Leading Report
- Founded: February 2023; 3 years ago
- Founders: Patrick Webb; Jacob Cabe;
- Website: theleadingreport.com

= Leading Report =

American fake news website

Leading Report is an American fake news website and Twitter account that describes itself as a "leading source for breaking news". It is known for promoting misinformation and conspiracy theories, including about United States politics and COVID-19.

== History ==
The Leading Report Twitter account was created in May 2022. A corresponding website was later created in February 2023. The fact-checking website Science Feedback traced the website's ownership to two individuals named Jacob Cabe and Patrick Webb. Cabe is a former baseball athlete, while Webb is a car wash owner who is an admin of the Facebook group "Patriots for Trump" and has a history of promoting misinformation on social media.

== Misinformation and conspiracy theories ==
Leading Report has promoted misinformation about COVID-19 vaccines, (Note: Misinformation about COVID-19 vaccines:) climate change denial and false claims of electoral fraud in the U.S., including the "ballot mule" conspiracy theory. It has also promoted the false claim that hydroxychloroquine is effective against COVID-19. The misinformation tracker NewsGuard gave Leading Report a score of 0/100, stating that it "severely violates basic journalistic standards".

In October 2023, Leading Report tweeted that Hamas claimed Ukraine sold them weapons used in the October 7 attacks against Israel. Hamas had not made such a statement.

=== United States politics ===
In May 2023, Leading Report falsely claimed that Kevin McCarthy had called for the "immediate expulsion and possible prosecution of Rep. Adam Schiff for committing crimes of treason against the United States".

In June 2024, Webb promoted a conspiracy theory that CNN would implement a 1-2 minute delay for a presidential debate between Donald Trump and Joe Biden, "potentially allowing time to edit parts of the broadcast". The false claim was repeated by generative AI chatbots ChatGPT and Microsoft Copilot.

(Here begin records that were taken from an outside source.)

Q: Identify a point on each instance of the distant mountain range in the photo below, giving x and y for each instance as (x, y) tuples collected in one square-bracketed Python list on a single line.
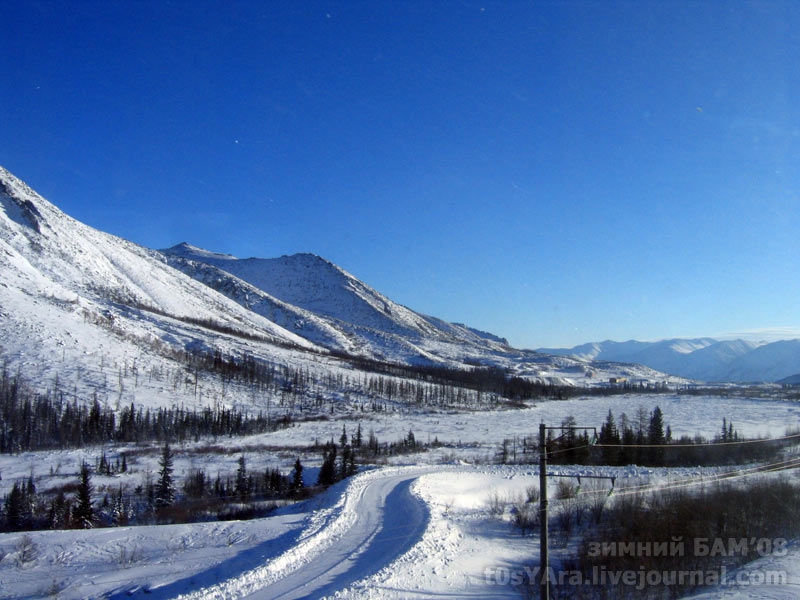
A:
[(88, 311), (704, 359)]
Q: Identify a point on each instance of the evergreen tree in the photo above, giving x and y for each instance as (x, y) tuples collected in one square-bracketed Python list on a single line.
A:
[(656, 437), (297, 476), (609, 438), (83, 514), (165, 488), (15, 508), (242, 481), (327, 472)]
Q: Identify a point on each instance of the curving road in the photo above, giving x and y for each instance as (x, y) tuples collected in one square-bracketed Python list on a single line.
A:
[(376, 521), (389, 520)]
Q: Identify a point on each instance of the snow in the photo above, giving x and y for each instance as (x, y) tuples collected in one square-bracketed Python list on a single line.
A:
[(704, 359), (87, 314)]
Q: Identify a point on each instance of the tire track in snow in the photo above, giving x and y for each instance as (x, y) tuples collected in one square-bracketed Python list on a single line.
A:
[(376, 520)]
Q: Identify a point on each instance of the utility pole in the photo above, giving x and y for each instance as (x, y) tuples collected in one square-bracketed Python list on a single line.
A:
[(544, 582), (544, 561)]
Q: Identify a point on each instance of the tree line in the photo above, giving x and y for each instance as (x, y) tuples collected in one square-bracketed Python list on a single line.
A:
[(644, 439)]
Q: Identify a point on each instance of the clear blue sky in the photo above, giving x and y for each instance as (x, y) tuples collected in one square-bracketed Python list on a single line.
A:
[(553, 172)]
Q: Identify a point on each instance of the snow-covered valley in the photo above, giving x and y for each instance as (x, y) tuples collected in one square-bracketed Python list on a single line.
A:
[(307, 352)]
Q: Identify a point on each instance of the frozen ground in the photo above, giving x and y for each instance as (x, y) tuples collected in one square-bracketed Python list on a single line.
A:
[(428, 528)]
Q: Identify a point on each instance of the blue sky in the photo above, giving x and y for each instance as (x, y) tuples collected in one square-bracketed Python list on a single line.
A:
[(553, 172)]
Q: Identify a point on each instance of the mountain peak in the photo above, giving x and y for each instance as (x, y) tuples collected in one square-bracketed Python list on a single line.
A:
[(187, 250)]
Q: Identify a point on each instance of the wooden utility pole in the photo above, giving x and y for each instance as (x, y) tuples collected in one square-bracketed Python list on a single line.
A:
[(544, 582)]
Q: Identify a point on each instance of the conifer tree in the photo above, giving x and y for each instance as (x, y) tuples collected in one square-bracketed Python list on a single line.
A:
[(83, 514), (165, 488), (297, 476)]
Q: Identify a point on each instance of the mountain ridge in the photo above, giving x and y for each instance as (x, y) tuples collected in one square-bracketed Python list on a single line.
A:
[(79, 305), (704, 359)]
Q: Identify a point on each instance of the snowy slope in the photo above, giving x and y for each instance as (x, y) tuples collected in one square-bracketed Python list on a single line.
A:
[(317, 287), (703, 359), (80, 306)]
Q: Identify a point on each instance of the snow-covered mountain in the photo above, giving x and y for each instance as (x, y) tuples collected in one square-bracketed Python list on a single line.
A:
[(331, 307), (78, 304), (705, 359)]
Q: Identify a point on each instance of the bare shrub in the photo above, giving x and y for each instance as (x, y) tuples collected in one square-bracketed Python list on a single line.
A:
[(27, 550), (496, 504), (565, 489), (525, 516)]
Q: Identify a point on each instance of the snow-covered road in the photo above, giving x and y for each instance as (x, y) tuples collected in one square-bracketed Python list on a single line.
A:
[(376, 520)]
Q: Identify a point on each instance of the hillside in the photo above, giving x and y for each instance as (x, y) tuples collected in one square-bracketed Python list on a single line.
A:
[(704, 359), (92, 312)]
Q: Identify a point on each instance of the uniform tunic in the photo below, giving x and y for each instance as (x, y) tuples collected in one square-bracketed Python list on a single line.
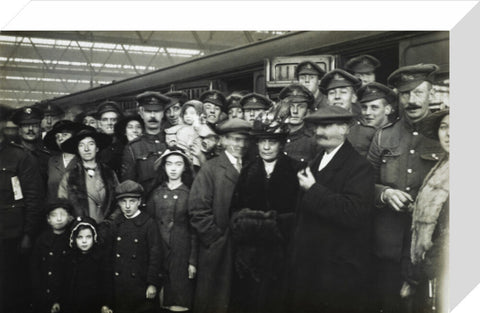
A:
[(169, 209), (137, 261), (138, 158)]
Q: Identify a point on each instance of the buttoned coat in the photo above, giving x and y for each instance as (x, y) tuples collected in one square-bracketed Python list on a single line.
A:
[(137, 261), (331, 243), (209, 207)]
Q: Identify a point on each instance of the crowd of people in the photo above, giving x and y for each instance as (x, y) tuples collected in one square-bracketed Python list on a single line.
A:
[(333, 198)]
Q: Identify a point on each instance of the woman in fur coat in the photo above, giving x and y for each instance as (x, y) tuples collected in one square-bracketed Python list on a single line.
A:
[(262, 223)]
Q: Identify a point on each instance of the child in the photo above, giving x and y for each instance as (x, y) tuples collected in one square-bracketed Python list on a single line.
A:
[(49, 258), (168, 206), (88, 279), (137, 253)]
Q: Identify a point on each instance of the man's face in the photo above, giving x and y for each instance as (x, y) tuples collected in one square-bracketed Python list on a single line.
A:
[(151, 117), (366, 77), (129, 205), (297, 113), (235, 113), (251, 114), (87, 149), (29, 131), (212, 112), (107, 122), (269, 149), (173, 114), (310, 81), (330, 136), (415, 102), (342, 97), (49, 120), (236, 144), (375, 113)]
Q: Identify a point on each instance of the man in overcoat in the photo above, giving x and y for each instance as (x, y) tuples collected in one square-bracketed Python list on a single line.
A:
[(331, 242), (209, 208)]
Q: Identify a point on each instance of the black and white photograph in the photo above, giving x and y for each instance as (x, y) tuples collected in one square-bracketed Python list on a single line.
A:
[(225, 171)]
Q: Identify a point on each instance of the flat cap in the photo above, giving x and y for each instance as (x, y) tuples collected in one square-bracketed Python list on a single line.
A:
[(234, 125), (296, 93), (153, 100), (255, 101), (177, 97), (329, 115), (339, 78), (27, 115), (409, 77), (52, 109), (373, 91), (215, 97), (128, 188), (362, 64), (309, 68)]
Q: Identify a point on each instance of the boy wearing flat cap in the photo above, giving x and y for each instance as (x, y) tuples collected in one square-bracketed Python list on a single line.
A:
[(309, 74), (140, 153), (209, 208), (334, 211), (402, 157), (363, 67)]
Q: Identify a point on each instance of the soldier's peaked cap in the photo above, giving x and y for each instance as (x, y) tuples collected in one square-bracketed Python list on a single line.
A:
[(339, 78), (409, 77)]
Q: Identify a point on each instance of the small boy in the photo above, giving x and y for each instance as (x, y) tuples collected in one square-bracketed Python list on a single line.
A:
[(137, 253), (49, 257)]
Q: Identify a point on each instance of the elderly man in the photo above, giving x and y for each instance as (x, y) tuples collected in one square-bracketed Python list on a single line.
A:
[(21, 217), (340, 87), (140, 153), (209, 208), (331, 244), (363, 67), (28, 120), (401, 157), (309, 74), (376, 102), (300, 144)]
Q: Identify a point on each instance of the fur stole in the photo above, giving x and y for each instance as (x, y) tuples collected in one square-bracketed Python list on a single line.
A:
[(433, 195)]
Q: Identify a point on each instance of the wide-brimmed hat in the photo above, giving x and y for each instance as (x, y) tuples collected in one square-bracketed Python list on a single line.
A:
[(429, 125), (59, 127), (101, 140)]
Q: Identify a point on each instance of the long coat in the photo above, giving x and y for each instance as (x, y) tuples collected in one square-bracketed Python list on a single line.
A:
[(209, 207), (264, 290), (169, 209), (331, 242)]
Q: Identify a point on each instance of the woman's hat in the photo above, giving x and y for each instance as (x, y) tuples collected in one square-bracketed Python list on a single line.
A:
[(429, 125), (101, 140), (60, 127)]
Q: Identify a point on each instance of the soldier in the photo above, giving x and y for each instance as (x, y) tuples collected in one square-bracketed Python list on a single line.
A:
[(363, 67), (140, 153), (21, 194), (28, 120), (209, 208), (340, 86), (253, 105), (309, 74), (300, 144), (376, 102), (401, 157)]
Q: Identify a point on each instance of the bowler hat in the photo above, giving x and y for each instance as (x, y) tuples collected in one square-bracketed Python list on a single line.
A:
[(101, 140)]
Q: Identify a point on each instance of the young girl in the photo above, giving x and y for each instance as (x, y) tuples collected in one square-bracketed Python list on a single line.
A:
[(88, 276), (168, 206)]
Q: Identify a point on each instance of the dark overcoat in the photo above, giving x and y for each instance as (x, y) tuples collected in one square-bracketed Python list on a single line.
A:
[(331, 242), (209, 208), (137, 262), (265, 290), (170, 211)]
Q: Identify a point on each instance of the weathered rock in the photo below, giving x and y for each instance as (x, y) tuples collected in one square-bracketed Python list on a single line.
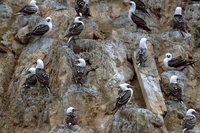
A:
[(136, 120), (5, 12)]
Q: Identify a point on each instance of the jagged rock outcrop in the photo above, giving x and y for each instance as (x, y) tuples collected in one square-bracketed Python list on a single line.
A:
[(107, 44)]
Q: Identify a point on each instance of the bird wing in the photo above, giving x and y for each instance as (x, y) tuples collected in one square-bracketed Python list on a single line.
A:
[(137, 20), (141, 55), (40, 29), (139, 3), (28, 9), (179, 22), (75, 29), (30, 81), (124, 97), (42, 76), (189, 122)]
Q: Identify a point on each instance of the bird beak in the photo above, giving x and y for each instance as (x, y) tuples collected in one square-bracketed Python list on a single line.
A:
[(130, 86), (38, 4), (76, 110), (27, 72)]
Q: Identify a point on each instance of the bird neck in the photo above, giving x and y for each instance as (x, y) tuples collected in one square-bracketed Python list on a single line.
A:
[(80, 22), (165, 62)]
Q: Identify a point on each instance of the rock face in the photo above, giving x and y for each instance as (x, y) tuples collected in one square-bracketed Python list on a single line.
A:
[(107, 44)]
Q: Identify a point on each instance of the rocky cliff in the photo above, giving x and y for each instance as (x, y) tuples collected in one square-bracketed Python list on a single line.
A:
[(107, 44)]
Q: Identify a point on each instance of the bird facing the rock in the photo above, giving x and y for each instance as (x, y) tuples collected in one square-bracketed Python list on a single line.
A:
[(30, 9), (189, 120), (42, 29), (124, 97)]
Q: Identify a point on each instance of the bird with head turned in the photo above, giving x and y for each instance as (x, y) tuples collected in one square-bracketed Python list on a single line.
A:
[(42, 28), (71, 117), (29, 9), (124, 97), (175, 89), (189, 120), (177, 63)]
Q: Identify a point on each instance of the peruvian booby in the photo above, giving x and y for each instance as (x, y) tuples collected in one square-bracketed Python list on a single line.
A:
[(30, 9), (142, 53), (175, 88), (42, 29), (140, 23), (71, 118), (189, 120), (42, 75), (124, 97), (80, 71), (141, 6), (75, 28), (32, 79), (178, 21), (176, 63), (82, 6)]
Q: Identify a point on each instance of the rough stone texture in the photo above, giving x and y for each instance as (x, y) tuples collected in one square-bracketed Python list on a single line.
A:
[(107, 44)]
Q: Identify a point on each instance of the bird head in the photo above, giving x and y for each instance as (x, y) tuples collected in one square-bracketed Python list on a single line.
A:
[(49, 19), (178, 11), (168, 55), (81, 63), (32, 70), (33, 2), (71, 110), (173, 79), (191, 112), (40, 64), (143, 43), (78, 19), (125, 86)]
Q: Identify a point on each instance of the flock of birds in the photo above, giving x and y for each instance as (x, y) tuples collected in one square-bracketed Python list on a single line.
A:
[(38, 73)]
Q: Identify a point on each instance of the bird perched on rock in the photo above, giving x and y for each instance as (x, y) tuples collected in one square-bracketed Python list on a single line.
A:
[(176, 63), (80, 71), (175, 88), (32, 79), (82, 6), (141, 6), (42, 29), (30, 9), (140, 23), (189, 120), (124, 97), (71, 118), (75, 28), (42, 75), (142, 53), (178, 21)]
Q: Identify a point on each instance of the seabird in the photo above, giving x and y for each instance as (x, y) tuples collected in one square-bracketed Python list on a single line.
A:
[(124, 96), (141, 6), (30, 9), (142, 53), (42, 29), (75, 28), (32, 79), (178, 20), (176, 63), (42, 75), (175, 88), (82, 6), (71, 118), (189, 120), (140, 23), (80, 72)]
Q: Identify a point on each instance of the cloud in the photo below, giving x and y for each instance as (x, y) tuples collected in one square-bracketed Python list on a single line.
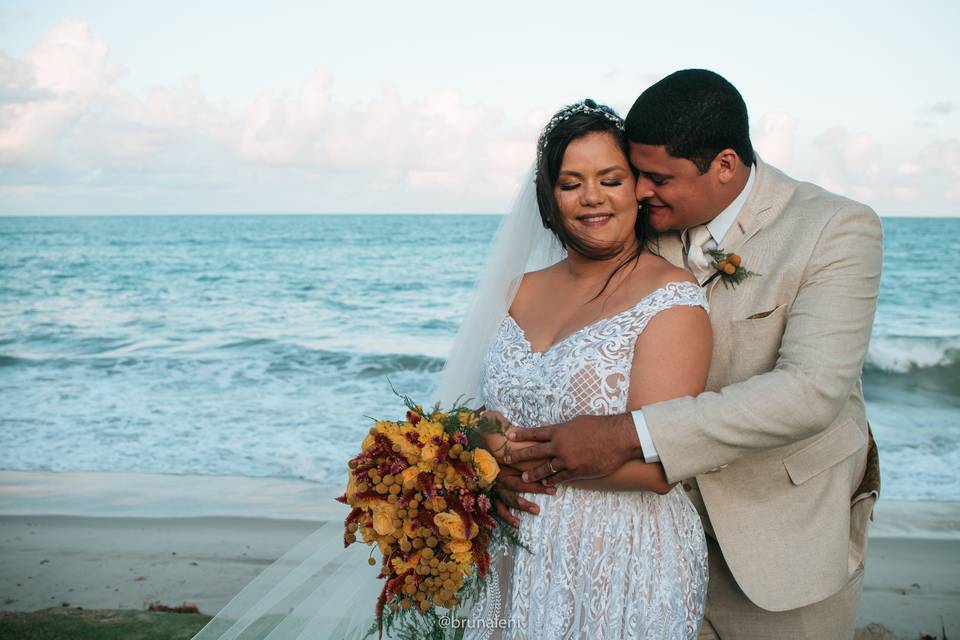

In September 2024, following Trump's widely criticised debate performance against Kamala Harris, Leading Report claimed that an ABC News whistleblower would "allegedly" release an affidavit proving that Harris had been given the debate questions ahead of time. The claim originated from an account named "Black Insurrectionist", which did not offer proof for its claim. The claim was amplified by Bill Ackman.

=== COVID-19 vaccines ===
In July 2023, Leading Report published an article claiming a "new comprehensive study" by Steve Kirsch, who is known for promoting misinformation about COVID-19 vaccines, found "that for Amish children, who are strictly 100 percent unvaccinated, typical chronic conditions barely exist, if any at all", including "auto-immune disease, heart disease, diabetes, asthma, ADHD, arthritis, cancer, and autism". The article cited anecdotal evidence Kirsch provided, and Kirsch had made no claim of a study finding zero cases of the conditions. A leader for the Amish Heritage Foundation stated they were aware of Amish children with each of these conditions, and that claims to the contrary are "anti-Amish tropes. It marginalizes us Amish people and contributes further harm toward Amish children who need medical care and attention".

In September 2023, Leading Report baselessly claimed that the COVID-19 vaccine would increase the risk of stillbirths. The false claim was amplified by Australian senator Matt Canavan.